What makes the Human Genome Map especially wondrous is its inward focus. It is the map of us, our portrait at the level of 21,000 genes.
To mark the 10th anniversary of the publication of that portrait, Harvard President Drew Faust will host a panel discussion on the project next week (Feb. 22) in Sanders Theatre.
The panel, featuring a leader of the original project, researchers who have benefited from the effort, and the head of the U.S. Food and Drug Administration, will consider the territory covered since the map was published in the scientific journals Nature and Science, and where researchers hope it will go in the future.
Because of the import of, and interest in, the Human Genome Project outcome and its long-range implications, USA Today, the nation’s largest-circulation newspaper, will be live-streaming the Sanders Theatre panel on its website beginning at 4 p.m. Tuesday. The video will also be available here.
While some observers have questioned whether the $3 billion project has contributed enough tangible benefits to humanity, many scientists say that its impact on genomic and medical research — indeed, on the very conduct of research — has been astounding.
“Today, we are learning at dizzying speed about the interplay of genes and environment in diabetes, heart disease, and other common conditions. In the past three years alone, more than 1,000 genetic risk factors have been found [an increase of perhaps 50-fold], contributing to more than 100 common diseases,” David M. Altshuler, a Harvard Medical School (HMS) professor of medicine and genetics, noted in a commentary in the latest issue of Tech Review. “Such advances would have come far later, if at all, without the Human Genome Project.”
When Altshuler was a student, he was taught “that the parts of the human genome not encoding proteins were ‘junk.’ Today, we know that this junk makes up three-quarters of our functional DNA. Parts of it help exquisitely control where and when genes are active in the body.
“I was taught,” he wrote, “that ‘genetic diseases,’ such as cystic fibrosis, are caused by mutation of a single gene, with only a small handful of these mutations known. Today, precise causes are known for 2,800 of these rare single-gene disorders.”

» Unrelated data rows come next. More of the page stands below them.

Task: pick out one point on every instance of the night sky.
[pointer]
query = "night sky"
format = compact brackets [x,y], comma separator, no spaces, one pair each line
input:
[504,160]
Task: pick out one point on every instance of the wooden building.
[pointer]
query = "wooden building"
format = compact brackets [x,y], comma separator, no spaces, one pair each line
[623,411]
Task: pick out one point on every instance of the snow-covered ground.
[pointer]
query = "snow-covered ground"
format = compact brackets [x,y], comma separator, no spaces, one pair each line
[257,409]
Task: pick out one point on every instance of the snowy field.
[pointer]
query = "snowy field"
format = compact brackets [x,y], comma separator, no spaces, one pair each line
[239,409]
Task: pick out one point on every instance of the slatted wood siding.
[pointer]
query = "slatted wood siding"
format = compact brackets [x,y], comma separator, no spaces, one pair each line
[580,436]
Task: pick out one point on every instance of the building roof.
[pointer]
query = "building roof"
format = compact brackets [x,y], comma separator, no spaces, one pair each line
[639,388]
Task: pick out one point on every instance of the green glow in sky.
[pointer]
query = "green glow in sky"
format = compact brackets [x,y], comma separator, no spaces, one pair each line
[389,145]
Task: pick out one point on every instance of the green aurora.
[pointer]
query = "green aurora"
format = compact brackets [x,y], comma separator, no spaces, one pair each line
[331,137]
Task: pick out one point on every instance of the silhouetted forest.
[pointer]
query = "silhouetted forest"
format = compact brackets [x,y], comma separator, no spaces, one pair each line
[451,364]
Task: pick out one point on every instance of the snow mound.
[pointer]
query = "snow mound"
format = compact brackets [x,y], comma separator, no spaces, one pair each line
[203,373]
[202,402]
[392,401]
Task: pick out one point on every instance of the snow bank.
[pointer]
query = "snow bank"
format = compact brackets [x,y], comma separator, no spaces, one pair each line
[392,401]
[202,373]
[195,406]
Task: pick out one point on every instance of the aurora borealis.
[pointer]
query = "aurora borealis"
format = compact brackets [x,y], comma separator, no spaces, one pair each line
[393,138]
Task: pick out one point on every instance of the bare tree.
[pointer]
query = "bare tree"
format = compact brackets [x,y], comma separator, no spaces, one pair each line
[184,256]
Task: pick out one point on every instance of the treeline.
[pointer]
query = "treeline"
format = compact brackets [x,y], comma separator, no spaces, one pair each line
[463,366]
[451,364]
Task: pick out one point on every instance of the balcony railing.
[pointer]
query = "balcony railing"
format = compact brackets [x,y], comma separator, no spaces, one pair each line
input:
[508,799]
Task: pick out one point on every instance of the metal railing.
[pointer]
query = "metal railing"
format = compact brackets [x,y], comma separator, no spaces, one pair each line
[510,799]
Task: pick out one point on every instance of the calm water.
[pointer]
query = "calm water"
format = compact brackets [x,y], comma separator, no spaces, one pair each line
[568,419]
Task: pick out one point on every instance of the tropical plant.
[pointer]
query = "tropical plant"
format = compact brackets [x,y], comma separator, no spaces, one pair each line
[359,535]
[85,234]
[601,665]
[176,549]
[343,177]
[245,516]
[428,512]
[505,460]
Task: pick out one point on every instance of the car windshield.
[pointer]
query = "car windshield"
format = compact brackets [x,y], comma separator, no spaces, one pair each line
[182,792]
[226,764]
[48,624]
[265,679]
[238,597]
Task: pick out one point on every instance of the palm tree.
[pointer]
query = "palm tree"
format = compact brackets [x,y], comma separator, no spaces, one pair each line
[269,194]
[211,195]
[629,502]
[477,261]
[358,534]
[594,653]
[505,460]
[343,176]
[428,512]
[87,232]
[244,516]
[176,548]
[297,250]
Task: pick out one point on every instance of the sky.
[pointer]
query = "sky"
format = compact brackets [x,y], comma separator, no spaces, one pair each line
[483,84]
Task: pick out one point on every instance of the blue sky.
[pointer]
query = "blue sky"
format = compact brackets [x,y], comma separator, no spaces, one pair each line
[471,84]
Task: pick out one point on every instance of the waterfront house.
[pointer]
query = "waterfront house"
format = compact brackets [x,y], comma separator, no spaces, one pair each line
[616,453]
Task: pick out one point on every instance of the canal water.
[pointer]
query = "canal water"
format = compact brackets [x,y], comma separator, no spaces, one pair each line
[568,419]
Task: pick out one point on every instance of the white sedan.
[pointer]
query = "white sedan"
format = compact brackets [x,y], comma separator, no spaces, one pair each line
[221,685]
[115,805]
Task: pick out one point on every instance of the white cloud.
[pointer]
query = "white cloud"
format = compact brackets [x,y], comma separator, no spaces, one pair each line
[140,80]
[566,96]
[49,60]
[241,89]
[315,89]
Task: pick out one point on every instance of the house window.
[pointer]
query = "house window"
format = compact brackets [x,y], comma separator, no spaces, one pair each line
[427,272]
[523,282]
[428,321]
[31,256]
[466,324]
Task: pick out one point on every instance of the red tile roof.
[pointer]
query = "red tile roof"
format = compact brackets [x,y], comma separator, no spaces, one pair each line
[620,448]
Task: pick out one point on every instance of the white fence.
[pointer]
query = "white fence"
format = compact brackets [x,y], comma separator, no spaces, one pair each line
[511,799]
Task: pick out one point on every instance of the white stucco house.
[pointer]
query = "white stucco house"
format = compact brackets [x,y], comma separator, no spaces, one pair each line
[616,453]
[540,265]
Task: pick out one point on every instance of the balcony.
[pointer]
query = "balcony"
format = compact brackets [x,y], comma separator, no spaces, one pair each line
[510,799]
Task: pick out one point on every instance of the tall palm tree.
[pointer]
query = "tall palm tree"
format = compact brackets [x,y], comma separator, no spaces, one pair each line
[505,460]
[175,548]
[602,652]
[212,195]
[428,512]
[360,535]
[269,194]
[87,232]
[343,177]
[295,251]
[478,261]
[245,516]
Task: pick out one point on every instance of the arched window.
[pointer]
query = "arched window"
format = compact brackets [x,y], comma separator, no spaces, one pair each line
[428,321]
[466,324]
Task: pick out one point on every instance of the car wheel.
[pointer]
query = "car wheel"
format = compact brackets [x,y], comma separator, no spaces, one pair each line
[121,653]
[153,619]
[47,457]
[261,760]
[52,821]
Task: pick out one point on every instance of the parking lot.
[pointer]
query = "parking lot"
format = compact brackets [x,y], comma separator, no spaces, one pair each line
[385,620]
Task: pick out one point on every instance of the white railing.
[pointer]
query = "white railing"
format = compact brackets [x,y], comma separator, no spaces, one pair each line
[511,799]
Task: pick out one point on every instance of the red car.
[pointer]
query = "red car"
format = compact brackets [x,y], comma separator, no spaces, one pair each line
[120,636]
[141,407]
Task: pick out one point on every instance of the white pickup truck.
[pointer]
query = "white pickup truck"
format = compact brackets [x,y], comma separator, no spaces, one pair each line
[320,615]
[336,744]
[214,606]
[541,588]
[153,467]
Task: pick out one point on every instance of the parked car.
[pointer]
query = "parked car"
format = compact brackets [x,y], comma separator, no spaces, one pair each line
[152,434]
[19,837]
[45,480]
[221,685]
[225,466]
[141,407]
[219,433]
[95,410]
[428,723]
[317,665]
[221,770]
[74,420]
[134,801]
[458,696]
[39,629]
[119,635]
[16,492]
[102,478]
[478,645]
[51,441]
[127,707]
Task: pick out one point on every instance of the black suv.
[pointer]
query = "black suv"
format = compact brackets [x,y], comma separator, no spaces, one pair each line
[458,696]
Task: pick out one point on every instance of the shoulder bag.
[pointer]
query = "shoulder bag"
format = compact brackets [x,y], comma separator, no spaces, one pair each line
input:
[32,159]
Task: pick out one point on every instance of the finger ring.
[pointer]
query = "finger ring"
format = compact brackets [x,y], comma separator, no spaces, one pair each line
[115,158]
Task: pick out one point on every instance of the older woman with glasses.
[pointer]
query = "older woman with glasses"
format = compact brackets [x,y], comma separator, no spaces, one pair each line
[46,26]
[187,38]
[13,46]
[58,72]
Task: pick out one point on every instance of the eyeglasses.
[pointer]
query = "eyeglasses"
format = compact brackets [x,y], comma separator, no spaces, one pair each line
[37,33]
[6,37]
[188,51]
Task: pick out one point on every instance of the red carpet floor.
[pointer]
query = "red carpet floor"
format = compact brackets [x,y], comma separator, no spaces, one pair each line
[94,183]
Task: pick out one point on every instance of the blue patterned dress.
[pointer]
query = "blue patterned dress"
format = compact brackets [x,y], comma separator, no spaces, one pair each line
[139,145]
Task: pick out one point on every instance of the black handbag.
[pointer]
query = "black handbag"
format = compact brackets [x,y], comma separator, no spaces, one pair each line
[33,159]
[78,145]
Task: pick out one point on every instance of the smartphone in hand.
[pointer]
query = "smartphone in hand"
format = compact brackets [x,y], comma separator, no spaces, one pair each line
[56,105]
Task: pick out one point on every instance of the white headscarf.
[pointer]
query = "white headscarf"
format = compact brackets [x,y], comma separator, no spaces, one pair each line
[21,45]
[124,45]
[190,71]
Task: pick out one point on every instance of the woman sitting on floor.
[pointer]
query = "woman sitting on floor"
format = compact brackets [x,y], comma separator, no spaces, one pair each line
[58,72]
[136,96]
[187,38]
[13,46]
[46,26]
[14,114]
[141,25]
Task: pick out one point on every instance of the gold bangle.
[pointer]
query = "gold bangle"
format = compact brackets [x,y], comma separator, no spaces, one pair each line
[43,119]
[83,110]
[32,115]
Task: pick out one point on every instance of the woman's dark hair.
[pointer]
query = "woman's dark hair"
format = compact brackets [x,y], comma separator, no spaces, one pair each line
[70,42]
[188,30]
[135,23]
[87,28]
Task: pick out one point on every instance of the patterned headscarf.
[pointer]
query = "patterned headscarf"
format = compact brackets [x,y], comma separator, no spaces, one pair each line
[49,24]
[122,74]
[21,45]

Altshuler and others have noted that the project also dramatically increased the sharing of scientific data across disciplines, touching off an exponential increase in cross-laboratory, cross-departmental and cross-institutional collaboration. “A body of knowledge is not its only legacy,” wrote Altshuler, who also is the director of the Program in Medical and Population Genetics at the Broad Institute of Harvard and MIT. “It changed the way biological research is performed.”
Writing on the “Initial Impact of the Sequencing of the Human Genome” in last week’s edition of Nature, Eric S. Lander, a leader of the project, president and director of the Broad, an HMS professor of systems biology, and a member of the panel, said that “the past decade has shown the power of genomic maps and catalogs for biomedical research. By providing a comprehensive scaffold, the human sequence made it possible for scientists to assemble often fragmentary information into landscapes of biological structure and function.”
But like the maps produced during the great age of global exploration from the 15th to mid-18th centuries — which proclaimed “here be dragons” in places that had yet to be fully explored — the information provided by the Human Genome Map contains many modern gaps that will only be filled as understanding of the project’s biological, social, and ethical ramifications grows.
The Sanders panel, which will take place at 4 p.m. on Feb. 22, will explore both what has been accomplished since the creation of the Human Genome Map and the ways in which science and society may replace the dragons with additional knowledge and policies. In addition to Lander, the panel will include:
- Margaret Hamburg, the commissioner of food and drugs, U.S. Food and Drug Administration, Department of Health and Human Services;
- M. Susan Lindee, chair and professor of history and sociology of science, University of Pennsylvania;
- Vamsi Mootha, an associate professor of systems biology and of medicine at HMS, and an associate member of the Broad Institute;
- Vicki L. Sato, a professor of the practice of molecular and cellular biology, Faculty of Arts and Sciences, and a professor of management practice at Harvard Business School, and former president of Vertex Pharmaceuticals.
The afternoon of Feb. 22 will be especially biology-rich at Harvard. In addition to the panel, C. David Allis, Joy and Jack Fishman Professor and head of the Laboratory of Chromatin Biology and Epigenetics at The Rockefeller University, will deliver a Dean’s Lecture at the Radcliffe Institute for Advanced Study on the related topic, “Beyond the Double Helix: Varying the ‘Histone Code.’ ”
Allis’ presentation, which will take place in the Radcliffe Gymnasium at 3 p.m., will explore the ways in which genes are turned on and off during development and the mechanisms involved in regulating those complex processes.